Town says this is all happening amid growing US-China competition, especially over Taiwan, making cooperative efforts to modulate Pyongyang’s WMD development unlikely in the near future.

“In the meantime, the US-South Korea alliance will work to implement various new levels of cooperation and consultation on extended deterrence, including consultation on nuclear policy, increasing the rotation of US strategic assets to Korea, conducting new types of exercises that include nuclear use scenarios, and even developing new plans for South Korean conventional support for potential US nuclear operations on the Korean Peninsula.

“As these steps begin to be operationalised, it is likely to further agitate inter-Korean relations and create tensions in South Korea-China relations as well, especially when coupled with trends in Indo-Pacific economic cooperation,” she added.

”No matter who is elected in the US, any major initiatives on North Korea will likely have to wait until an end to the Ukraine war”

For Katzman, he expects no change in US policy towards North Korea, continuing through to at least the US election in 2024.

“The Biden administration does not view engaging North Korea in an effort to obtain a nuclear or missile deal to be a priority.
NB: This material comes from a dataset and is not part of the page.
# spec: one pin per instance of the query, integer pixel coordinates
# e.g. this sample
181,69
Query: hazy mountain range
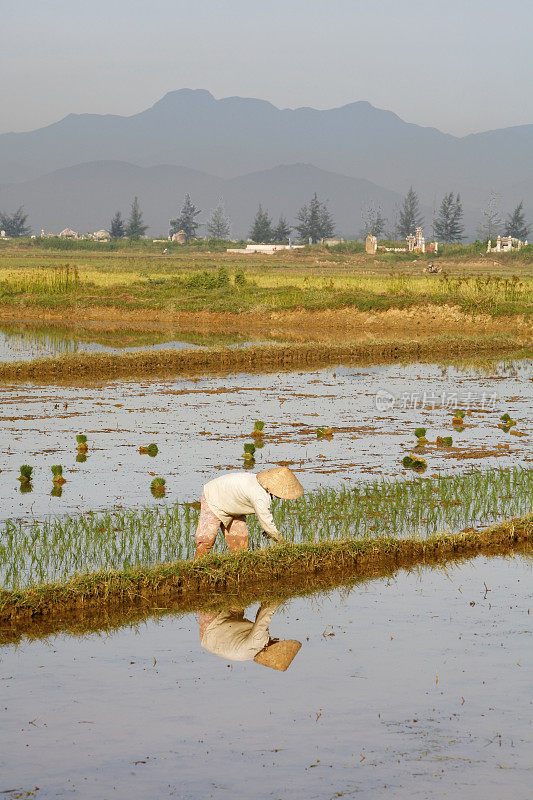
78,171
The key unknown is whether Kim Jong Un decides to conduct another nuclear test in an effort to force North Korea onto the Biden administration’s agenda,” he says.

Katzman continues that the post-US election period will provide the opportunity for the Biden administration or a Republican president to evaluate whether it is worthwhile making another effort to obtain a nuclear deal with North Korea.
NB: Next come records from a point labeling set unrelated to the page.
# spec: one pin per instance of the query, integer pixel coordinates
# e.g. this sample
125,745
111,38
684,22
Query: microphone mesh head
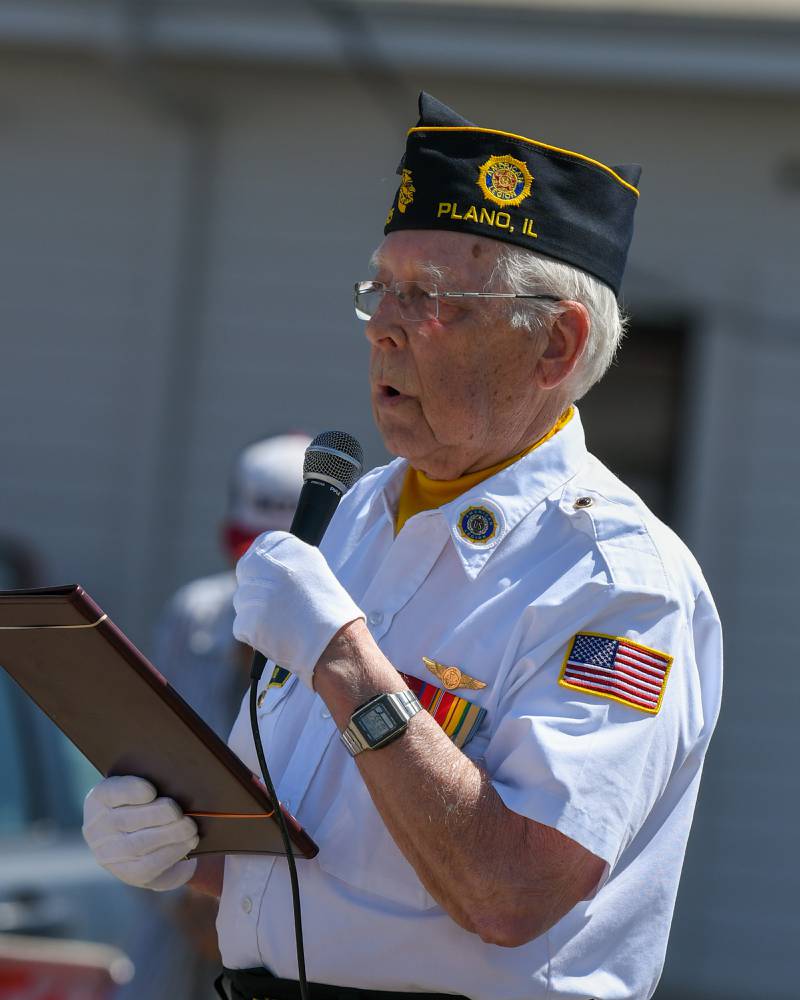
336,456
“However, no matter who is elected in the US, any major initiatives on North Korea will likely have to wait until an end to the Ukraine war, which is a major foreign policy crisis that is occupying a great deal of the US foreign policy agenda,” he adds.

What risk managers need to monitor

For global risk managers, there are several key areas where focus must remain to effectively assess and mitigate risks from the Hermit Nation.
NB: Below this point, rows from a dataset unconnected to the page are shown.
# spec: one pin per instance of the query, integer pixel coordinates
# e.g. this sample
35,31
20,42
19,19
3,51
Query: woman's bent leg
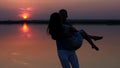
74,61
63,56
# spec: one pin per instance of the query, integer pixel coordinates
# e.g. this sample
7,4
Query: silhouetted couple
60,30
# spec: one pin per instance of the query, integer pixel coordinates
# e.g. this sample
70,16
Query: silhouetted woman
57,30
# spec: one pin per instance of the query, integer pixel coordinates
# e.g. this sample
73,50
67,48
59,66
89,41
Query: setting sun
25,28
25,15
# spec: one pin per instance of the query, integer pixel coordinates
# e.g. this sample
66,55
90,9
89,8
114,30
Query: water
36,49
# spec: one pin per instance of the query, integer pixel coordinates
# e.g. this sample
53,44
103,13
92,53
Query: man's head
63,14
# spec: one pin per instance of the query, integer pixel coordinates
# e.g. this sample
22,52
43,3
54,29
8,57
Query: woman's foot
97,38
95,47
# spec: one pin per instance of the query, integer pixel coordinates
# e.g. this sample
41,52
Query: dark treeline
84,22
The ongoing geopolitical tensions surrounding North Korea continue to pose risks to regional stability. Risk managers should monitor political developments, including interactions with neighbouring countries, missile tests, and diplomatic relations.


North Korea’s nuclear weapons and missile programs remain a significant concern. Risk managers should stay informed about advancements in these capabilities, potential proliferation risks, and the implications for regional security and global non-proliferation efforts.


North Korea is subject to multiple international sanctions regimes, which have implications for businesses and organisations. Risk managers need to remain informed about the sanctions landscape, ensure compliance with relevant regulations, and assess the potential risks associated with engaging in economic activities with North Korea.


North Korea has been linked to cyber attacks targeting various entities. In April, North Korean hackers breached software firm 3CX in a significant cyber attack that demonstrated the nation’s advanced hacking capabilities. Risk managers should be vigilant about potential cybersecurity threats originating from North Korea, including hacking, phishing and other cyber espionage activities.


North Korea’s human rights record continues to be a matter of concern. Risk managers should be aware of the ethical and reputational risks associated with any engagement with North Korean entities, or supporters of such entities, and ensure compliance with international human rights standards.


The potential for a humanitarian crisis, conflict escalation, or regime collapse in North Korea could have significant implications for regional stability. Risk managers should assess the potential impact on neighbouring countries, including the potential for refugee influxes, humanitarian response and business continuity planning.


Monitoring the international community’s stance towards North Korea is crucial for risk managers. This includes observing diplomatic efforts, negotiations and multilateral initiatives aimed at addressing North Korean issues, such as denuclearisation and peace building on the Korean Peninsula. As with many geopolitical or emerging risks, North Korea remains an unpredictable threat in need of constant monitoring from the global risk management community.